02 production - cannot use cleaner to clean data set

I manage to train de ResNet18 as suggested. I get 2% classification error or so. I then try to use the cleaner

cleaner = ImageClassifierCleaner(learn)

and retrieve the indices of the images to be moved/deleled.
I then run

for idx in cleaner.delete(): cleaner.fns[idx].unlink()
for idx, cat in cleaner.change(): shutil.move(str(cleaner.fns[idx]), path/cat)

I then rerun

bears = bears.new(
item_tfms=RandomResizedCrop(224, min_scale=0.5),
dls = bears.dataloaders(path)
learn = cnn_learner(dls, resnet18, metrics=error_rate)

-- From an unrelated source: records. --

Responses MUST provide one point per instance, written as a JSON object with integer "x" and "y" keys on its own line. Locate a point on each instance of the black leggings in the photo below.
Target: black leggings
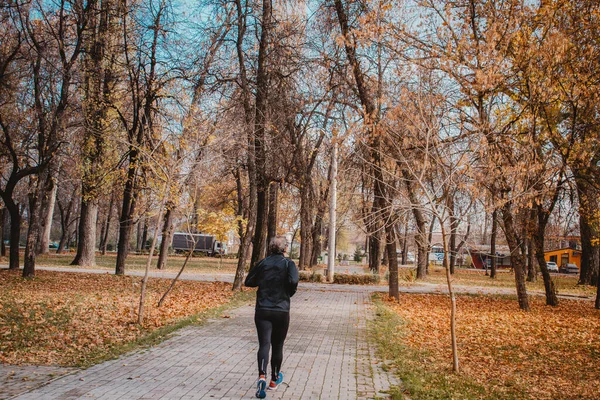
{"x": 272, "y": 329}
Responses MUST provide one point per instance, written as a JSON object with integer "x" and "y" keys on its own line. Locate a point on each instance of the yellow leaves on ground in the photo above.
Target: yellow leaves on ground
{"x": 548, "y": 353}
{"x": 60, "y": 318}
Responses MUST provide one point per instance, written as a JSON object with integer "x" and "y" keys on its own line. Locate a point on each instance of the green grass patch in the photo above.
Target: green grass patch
{"x": 420, "y": 379}
{"x": 154, "y": 337}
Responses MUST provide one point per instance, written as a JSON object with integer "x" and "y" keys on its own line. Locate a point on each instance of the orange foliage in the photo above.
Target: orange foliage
{"x": 548, "y": 353}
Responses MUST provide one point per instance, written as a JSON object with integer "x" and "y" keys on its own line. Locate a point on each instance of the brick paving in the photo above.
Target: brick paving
{"x": 327, "y": 355}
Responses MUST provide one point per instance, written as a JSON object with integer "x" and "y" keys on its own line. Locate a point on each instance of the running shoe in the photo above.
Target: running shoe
{"x": 274, "y": 384}
{"x": 261, "y": 387}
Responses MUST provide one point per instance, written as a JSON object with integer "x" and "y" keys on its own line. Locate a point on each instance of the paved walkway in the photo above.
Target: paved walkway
{"x": 326, "y": 356}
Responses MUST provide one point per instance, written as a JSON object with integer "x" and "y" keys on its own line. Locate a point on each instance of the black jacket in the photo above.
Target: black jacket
{"x": 277, "y": 281}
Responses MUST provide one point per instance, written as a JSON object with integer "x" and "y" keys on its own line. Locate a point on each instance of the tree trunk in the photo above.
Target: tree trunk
{"x": 538, "y": 247}
{"x": 139, "y": 228}
{"x": 48, "y": 203}
{"x": 15, "y": 234}
{"x": 273, "y": 211}
{"x": 588, "y": 225}
{"x": 126, "y": 218}
{"x": 65, "y": 223}
{"x": 33, "y": 233}
{"x": 421, "y": 239}
{"x": 3, "y": 222}
{"x": 317, "y": 243}
{"x": 306, "y": 224}
{"x": 392, "y": 261}
{"x": 104, "y": 239}
{"x": 517, "y": 259}
{"x": 260, "y": 125}
{"x": 86, "y": 245}
{"x": 531, "y": 269}
{"x": 246, "y": 239}
{"x": 494, "y": 265}
{"x": 144, "y": 236}
{"x": 167, "y": 232}
{"x": 454, "y": 223}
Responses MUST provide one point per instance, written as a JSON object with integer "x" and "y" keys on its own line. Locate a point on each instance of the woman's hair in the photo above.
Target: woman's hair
{"x": 278, "y": 245}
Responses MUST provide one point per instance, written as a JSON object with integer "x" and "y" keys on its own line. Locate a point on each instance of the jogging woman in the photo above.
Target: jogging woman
{"x": 277, "y": 280}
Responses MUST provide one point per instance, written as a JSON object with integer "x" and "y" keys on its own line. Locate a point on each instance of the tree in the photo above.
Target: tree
{"x": 99, "y": 81}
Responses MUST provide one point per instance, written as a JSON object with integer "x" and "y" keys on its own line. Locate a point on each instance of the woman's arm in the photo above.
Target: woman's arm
{"x": 292, "y": 277}
{"x": 253, "y": 276}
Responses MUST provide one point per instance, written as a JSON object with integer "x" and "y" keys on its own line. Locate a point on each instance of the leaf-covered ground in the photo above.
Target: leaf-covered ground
{"x": 548, "y": 353}
{"x": 68, "y": 318}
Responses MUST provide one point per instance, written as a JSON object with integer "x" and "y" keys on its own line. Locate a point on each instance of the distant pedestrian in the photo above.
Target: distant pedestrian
{"x": 277, "y": 280}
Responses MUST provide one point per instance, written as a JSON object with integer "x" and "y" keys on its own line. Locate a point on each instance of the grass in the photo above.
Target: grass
{"x": 138, "y": 262}
{"x": 157, "y": 336}
{"x": 565, "y": 284}
{"x": 549, "y": 353}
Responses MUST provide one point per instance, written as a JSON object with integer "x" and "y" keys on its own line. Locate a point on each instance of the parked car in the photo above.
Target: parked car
{"x": 552, "y": 266}
{"x": 569, "y": 269}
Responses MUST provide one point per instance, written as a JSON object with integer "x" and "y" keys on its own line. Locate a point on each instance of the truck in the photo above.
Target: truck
{"x": 207, "y": 244}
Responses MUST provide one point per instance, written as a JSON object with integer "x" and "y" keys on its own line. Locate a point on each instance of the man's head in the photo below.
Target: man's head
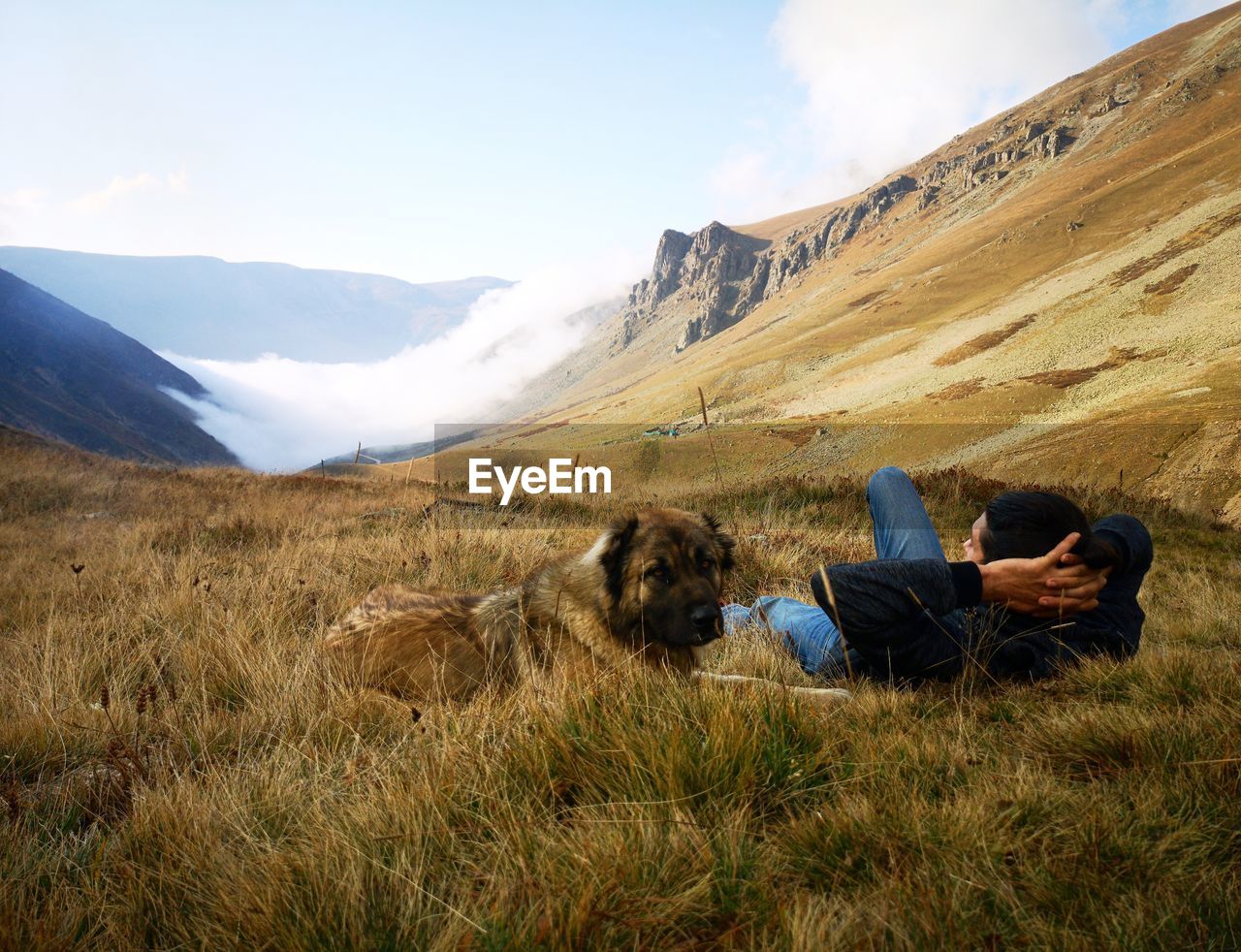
{"x": 1027, "y": 525}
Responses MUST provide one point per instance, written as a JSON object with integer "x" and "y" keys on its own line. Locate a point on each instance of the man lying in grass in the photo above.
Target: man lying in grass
{"x": 1039, "y": 587}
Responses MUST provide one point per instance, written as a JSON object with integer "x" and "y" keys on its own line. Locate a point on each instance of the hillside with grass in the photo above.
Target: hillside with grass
{"x": 181, "y": 769}
{"x": 1054, "y": 293}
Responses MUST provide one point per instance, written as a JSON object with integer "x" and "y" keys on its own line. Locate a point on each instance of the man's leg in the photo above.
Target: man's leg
{"x": 802, "y": 628}
{"x": 903, "y": 527}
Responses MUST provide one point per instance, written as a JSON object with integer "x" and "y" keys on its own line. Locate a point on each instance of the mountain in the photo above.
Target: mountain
{"x": 211, "y": 308}
{"x": 70, "y": 376}
{"x": 1056, "y": 291}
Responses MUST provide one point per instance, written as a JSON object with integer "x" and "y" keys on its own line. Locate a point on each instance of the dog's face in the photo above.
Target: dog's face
{"x": 664, "y": 571}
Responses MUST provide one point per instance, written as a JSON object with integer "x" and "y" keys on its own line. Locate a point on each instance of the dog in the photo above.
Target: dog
{"x": 647, "y": 591}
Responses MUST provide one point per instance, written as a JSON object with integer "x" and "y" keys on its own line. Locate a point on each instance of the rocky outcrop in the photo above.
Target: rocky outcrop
{"x": 705, "y": 282}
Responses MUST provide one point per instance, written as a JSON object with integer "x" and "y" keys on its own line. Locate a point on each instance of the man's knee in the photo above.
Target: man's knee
{"x": 885, "y": 481}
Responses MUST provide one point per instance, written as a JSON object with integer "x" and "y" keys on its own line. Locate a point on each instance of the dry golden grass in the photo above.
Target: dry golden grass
{"x": 234, "y": 792}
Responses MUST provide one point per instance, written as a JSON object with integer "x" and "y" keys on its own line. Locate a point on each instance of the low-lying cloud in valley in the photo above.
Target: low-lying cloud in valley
{"x": 284, "y": 415}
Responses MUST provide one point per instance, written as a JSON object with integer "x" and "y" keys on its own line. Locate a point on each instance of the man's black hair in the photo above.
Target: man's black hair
{"x": 1025, "y": 525}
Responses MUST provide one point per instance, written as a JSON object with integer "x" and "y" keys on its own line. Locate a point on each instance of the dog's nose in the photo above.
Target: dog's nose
{"x": 705, "y": 617}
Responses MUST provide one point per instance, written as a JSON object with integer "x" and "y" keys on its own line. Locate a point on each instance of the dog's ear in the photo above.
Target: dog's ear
{"x": 613, "y": 549}
{"x": 722, "y": 539}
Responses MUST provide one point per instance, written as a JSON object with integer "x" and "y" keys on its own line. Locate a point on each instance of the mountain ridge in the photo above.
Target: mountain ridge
{"x": 1075, "y": 255}
{"x": 72, "y": 377}
{"x": 209, "y": 308}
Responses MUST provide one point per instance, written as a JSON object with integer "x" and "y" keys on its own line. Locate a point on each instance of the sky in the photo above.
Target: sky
{"x": 548, "y": 143}
{"x": 433, "y": 141}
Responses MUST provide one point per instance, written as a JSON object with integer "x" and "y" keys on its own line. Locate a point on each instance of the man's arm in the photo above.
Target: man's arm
{"x": 891, "y": 611}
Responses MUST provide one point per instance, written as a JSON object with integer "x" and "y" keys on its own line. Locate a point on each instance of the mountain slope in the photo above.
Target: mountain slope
{"x": 211, "y": 308}
{"x": 70, "y": 376}
{"x": 1055, "y": 288}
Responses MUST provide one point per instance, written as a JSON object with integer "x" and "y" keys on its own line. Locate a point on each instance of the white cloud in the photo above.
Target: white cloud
{"x": 21, "y": 200}
{"x": 887, "y": 80}
{"x": 93, "y": 203}
{"x": 280, "y": 413}
{"x": 16, "y": 207}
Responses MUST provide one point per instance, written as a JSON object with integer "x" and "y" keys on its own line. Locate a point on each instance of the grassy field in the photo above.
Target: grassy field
{"x": 181, "y": 770}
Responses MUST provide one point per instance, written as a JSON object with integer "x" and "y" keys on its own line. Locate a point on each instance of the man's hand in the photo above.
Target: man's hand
{"x": 1046, "y": 587}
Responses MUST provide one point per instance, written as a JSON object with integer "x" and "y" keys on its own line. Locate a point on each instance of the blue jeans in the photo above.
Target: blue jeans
{"x": 903, "y": 530}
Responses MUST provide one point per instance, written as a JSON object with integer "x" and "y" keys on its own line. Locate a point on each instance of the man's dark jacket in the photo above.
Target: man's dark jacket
{"x": 912, "y": 619}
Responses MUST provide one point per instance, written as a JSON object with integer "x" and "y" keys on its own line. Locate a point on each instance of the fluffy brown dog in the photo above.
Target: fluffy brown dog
{"x": 650, "y": 588}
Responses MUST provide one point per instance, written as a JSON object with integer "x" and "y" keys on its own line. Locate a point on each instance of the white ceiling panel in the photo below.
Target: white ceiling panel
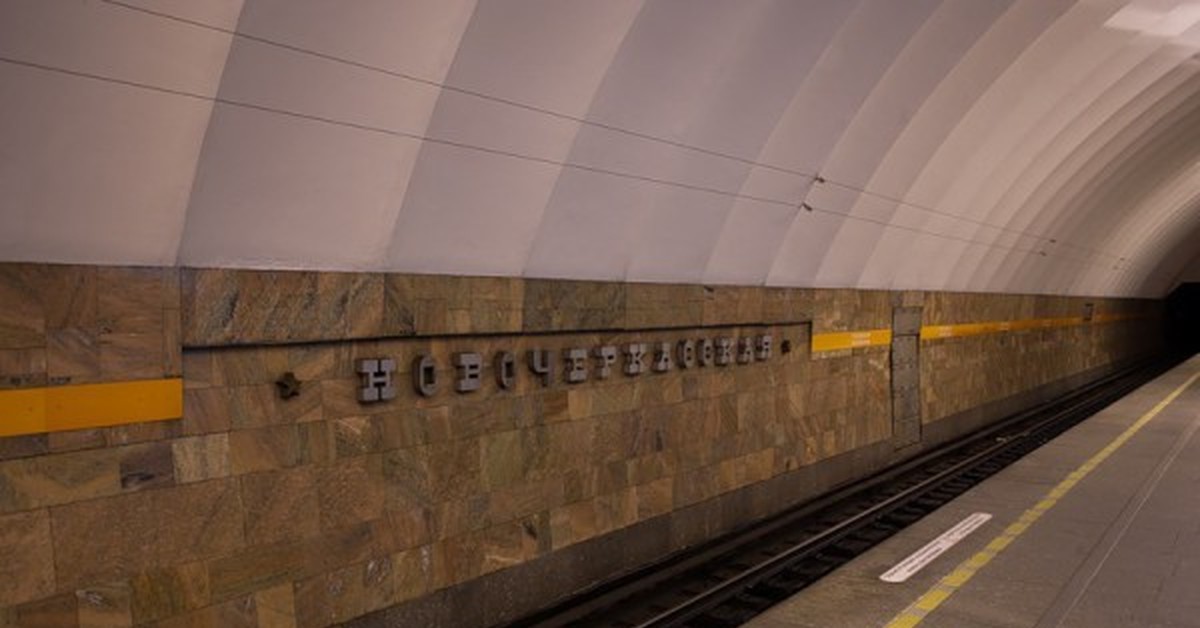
{"x": 1005, "y": 145}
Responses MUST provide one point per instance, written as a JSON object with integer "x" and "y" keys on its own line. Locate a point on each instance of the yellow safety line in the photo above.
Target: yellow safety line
{"x": 76, "y": 407}
{"x": 948, "y": 585}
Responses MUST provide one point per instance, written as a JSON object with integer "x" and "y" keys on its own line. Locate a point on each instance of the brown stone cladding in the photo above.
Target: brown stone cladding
{"x": 252, "y": 509}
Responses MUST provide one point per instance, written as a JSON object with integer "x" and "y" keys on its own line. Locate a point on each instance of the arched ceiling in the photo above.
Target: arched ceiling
{"x": 1003, "y": 145}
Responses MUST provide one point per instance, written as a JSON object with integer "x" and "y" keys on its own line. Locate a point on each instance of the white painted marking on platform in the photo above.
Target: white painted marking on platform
{"x": 919, "y": 558}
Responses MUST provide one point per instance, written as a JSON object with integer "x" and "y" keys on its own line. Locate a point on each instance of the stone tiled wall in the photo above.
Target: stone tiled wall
{"x": 85, "y": 324}
{"x": 257, "y": 510}
{"x": 965, "y": 372}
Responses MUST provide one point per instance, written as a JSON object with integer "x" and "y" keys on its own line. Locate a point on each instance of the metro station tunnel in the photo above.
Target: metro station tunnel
{"x": 622, "y": 314}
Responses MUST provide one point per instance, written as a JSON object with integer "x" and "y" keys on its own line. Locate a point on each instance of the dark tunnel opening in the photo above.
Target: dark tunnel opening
{"x": 1183, "y": 320}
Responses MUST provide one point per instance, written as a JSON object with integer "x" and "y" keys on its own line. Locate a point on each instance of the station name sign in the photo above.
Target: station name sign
{"x": 579, "y": 364}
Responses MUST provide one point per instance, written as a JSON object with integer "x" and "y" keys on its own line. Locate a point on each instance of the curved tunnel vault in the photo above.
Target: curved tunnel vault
{"x": 1025, "y": 145}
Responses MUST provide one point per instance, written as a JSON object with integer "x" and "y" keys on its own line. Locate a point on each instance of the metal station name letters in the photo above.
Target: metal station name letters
{"x": 579, "y": 364}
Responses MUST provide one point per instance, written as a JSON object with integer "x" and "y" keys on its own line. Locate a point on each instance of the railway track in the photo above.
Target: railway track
{"x": 727, "y": 581}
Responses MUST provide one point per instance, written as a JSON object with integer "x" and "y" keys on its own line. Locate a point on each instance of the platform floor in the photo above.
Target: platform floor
{"x": 1098, "y": 528}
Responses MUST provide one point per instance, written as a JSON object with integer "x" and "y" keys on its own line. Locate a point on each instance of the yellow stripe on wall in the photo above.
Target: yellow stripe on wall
{"x": 850, "y": 340}
{"x": 995, "y": 327}
{"x": 77, "y": 407}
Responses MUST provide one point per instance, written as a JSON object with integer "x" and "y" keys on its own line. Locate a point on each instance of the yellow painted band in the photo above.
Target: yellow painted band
{"x": 76, "y": 407}
{"x": 995, "y": 327}
{"x": 850, "y": 340}
{"x": 948, "y": 585}
{"x": 874, "y": 338}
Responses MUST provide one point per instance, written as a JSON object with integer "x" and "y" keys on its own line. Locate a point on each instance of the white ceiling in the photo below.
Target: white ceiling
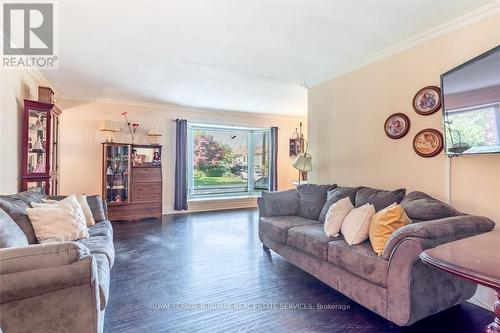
{"x": 242, "y": 56}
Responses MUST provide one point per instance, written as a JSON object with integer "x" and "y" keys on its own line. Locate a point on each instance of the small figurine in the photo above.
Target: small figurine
{"x": 156, "y": 159}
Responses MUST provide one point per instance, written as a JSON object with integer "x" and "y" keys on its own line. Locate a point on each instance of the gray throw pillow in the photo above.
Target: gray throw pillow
{"x": 335, "y": 195}
{"x": 378, "y": 198}
{"x": 420, "y": 206}
{"x": 10, "y": 233}
{"x": 312, "y": 199}
{"x": 15, "y": 206}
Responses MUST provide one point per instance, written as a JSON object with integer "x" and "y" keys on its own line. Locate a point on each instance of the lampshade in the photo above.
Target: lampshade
{"x": 154, "y": 132}
{"x": 303, "y": 162}
{"x": 109, "y": 126}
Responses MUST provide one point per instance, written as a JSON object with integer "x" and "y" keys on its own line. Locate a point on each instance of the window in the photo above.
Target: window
{"x": 227, "y": 161}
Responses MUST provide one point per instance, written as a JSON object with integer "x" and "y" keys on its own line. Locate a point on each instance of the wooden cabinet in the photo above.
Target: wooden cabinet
{"x": 40, "y": 150}
{"x": 132, "y": 181}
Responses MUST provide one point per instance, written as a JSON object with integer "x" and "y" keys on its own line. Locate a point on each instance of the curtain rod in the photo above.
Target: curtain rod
{"x": 201, "y": 124}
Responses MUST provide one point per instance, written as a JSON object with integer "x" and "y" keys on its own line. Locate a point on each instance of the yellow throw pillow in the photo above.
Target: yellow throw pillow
{"x": 384, "y": 223}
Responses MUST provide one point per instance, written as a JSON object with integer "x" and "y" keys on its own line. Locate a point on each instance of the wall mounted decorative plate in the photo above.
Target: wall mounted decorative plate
{"x": 428, "y": 142}
{"x": 427, "y": 100}
{"x": 397, "y": 125}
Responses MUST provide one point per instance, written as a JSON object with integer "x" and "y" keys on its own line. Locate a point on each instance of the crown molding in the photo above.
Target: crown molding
{"x": 177, "y": 109}
{"x": 458, "y": 23}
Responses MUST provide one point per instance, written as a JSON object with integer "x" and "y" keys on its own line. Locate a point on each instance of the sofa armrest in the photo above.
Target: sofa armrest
{"x": 30, "y": 283}
{"x": 40, "y": 256}
{"x": 433, "y": 233}
{"x": 279, "y": 203}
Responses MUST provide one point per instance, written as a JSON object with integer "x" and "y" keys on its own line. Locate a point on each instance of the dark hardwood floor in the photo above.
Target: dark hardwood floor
{"x": 167, "y": 272}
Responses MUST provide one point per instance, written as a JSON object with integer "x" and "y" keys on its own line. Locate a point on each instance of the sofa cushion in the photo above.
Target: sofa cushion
{"x": 279, "y": 203}
{"x": 312, "y": 199}
{"x": 311, "y": 239}
{"x": 378, "y": 198}
{"x": 102, "y": 264}
{"x": 359, "y": 260}
{"x": 336, "y": 215}
{"x": 60, "y": 222}
{"x": 420, "y": 206}
{"x": 100, "y": 245}
{"x": 276, "y": 227}
{"x": 102, "y": 228}
{"x": 383, "y": 225}
{"x": 15, "y": 205}
{"x": 10, "y": 233}
{"x": 356, "y": 224}
{"x": 334, "y": 195}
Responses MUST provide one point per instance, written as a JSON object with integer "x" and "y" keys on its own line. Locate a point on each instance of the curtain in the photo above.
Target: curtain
{"x": 180, "y": 200}
{"x": 273, "y": 177}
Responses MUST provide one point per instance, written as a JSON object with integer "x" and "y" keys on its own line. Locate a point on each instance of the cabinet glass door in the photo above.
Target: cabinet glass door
{"x": 117, "y": 172}
{"x": 37, "y": 142}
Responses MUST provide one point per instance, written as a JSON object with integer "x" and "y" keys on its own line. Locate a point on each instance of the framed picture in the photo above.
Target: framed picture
{"x": 428, "y": 142}
{"x": 427, "y": 100}
{"x": 397, "y": 125}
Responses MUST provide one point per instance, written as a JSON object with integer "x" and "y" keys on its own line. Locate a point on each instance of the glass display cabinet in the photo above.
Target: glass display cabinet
{"x": 117, "y": 170}
{"x": 40, "y": 158}
{"x": 132, "y": 181}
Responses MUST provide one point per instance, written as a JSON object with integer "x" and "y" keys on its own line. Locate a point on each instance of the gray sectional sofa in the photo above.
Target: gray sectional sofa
{"x": 54, "y": 287}
{"x": 397, "y": 285}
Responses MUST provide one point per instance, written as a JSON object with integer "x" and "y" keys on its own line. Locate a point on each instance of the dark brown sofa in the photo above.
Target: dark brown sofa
{"x": 398, "y": 285}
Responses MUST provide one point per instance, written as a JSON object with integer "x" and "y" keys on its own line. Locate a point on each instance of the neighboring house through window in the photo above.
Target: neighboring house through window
{"x": 227, "y": 161}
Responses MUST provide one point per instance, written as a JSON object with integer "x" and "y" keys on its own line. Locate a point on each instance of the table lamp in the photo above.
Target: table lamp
{"x": 303, "y": 163}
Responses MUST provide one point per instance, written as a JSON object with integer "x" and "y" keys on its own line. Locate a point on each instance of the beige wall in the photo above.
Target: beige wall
{"x": 15, "y": 86}
{"x": 81, "y": 143}
{"x": 346, "y": 117}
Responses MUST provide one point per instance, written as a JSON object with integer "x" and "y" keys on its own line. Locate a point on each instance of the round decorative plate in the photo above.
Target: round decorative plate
{"x": 428, "y": 142}
{"x": 397, "y": 125}
{"x": 427, "y": 100}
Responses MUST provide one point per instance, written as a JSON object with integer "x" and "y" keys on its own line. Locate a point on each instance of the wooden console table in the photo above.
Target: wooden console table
{"x": 476, "y": 259}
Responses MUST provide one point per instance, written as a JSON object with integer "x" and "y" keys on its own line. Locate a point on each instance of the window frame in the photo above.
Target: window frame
{"x": 250, "y": 132}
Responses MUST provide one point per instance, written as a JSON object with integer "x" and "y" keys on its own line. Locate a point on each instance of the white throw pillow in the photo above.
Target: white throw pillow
{"x": 335, "y": 216}
{"x": 89, "y": 219}
{"x": 58, "y": 222}
{"x": 84, "y": 205}
{"x": 357, "y": 224}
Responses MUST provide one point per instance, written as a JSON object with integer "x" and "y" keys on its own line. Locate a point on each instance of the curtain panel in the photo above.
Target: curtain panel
{"x": 180, "y": 195}
{"x": 273, "y": 179}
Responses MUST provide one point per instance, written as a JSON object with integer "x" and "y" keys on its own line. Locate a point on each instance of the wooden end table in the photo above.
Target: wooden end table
{"x": 475, "y": 258}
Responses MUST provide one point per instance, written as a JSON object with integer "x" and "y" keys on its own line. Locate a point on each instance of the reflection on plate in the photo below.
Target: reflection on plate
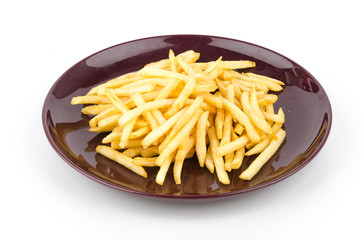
{"x": 305, "y": 103}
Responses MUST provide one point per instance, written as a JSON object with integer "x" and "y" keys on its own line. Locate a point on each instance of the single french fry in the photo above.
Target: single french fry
{"x": 265, "y": 78}
{"x": 121, "y": 159}
{"x": 171, "y": 56}
{"x": 184, "y": 148}
{"x": 238, "y": 158}
{"x": 218, "y": 161}
{"x": 213, "y": 66}
{"x": 257, "y": 164}
{"x": 258, "y": 148}
{"x": 160, "y": 177}
{"x": 138, "y": 100}
{"x": 162, "y": 129}
{"x": 181, "y": 99}
{"x": 211, "y": 99}
{"x": 179, "y": 138}
{"x": 96, "y": 109}
{"x": 182, "y": 121}
{"x": 105, "y": 114}
{"x": 242, "y": 118}
{"x": 209, "y": 162}
{"x": 126, "y": 132}
{"x": 90, "y": 100}
{"x": 219, "y": 121}
{"x": 254, "y": 105}
{"x": 116, "y": 101}
{"x": 109, "y": 122}
{"x": 145, "y": 161}
{"x": 200, "y": 145}
{"x": 136, "y": 112}
{"x": 271, "y": 85}
{"x": 130, "y": 144}
{"x": 232, "y": 146}
{"x": 150, "y": 152}
{"x": 238, "y": 128}
{"x": 132, "y": 152}
{"x": 204, "y": 88}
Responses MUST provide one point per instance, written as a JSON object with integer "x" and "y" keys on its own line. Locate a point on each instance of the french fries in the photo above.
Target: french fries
{"x": 177, "y": 108}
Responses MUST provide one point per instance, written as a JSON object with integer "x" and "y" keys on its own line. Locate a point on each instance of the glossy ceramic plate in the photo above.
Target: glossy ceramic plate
{"x": 304, "y": 101}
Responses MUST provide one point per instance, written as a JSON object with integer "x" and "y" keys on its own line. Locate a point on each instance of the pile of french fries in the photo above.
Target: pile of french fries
{"x": 177, "y": 107}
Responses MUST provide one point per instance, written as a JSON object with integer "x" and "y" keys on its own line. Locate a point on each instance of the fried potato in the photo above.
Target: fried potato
{"x": 178, "y": 108}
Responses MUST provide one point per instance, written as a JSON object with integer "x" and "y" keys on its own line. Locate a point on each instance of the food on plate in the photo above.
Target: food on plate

And when inspecting the highest losses I find that the images I deleted/reclassified are still in the dataset. So my model does not improve. How can I properly move/delete the images in the dataset ? The book just says ‘retrain the model until and see if your accuracy improves’ but I did not succeed.

Hi @tonio,
I haven’t used this myself yet. But my guess is, that cleaner.fns[idx].unlink() removes the link to the file in your bears object. And when you run bears.new(..) you list the unlinked ones again. Try it without bears.new(..) and see if this helps.

The changed ones are a mystery, thoug. They should not show up with the wrong class, since they we’re actually moved on disk.


Hello @JackByte, thank you for your answer. I tried but it did not work either. I moved on with the course until we use the again to gain more insight. Thanks anyway.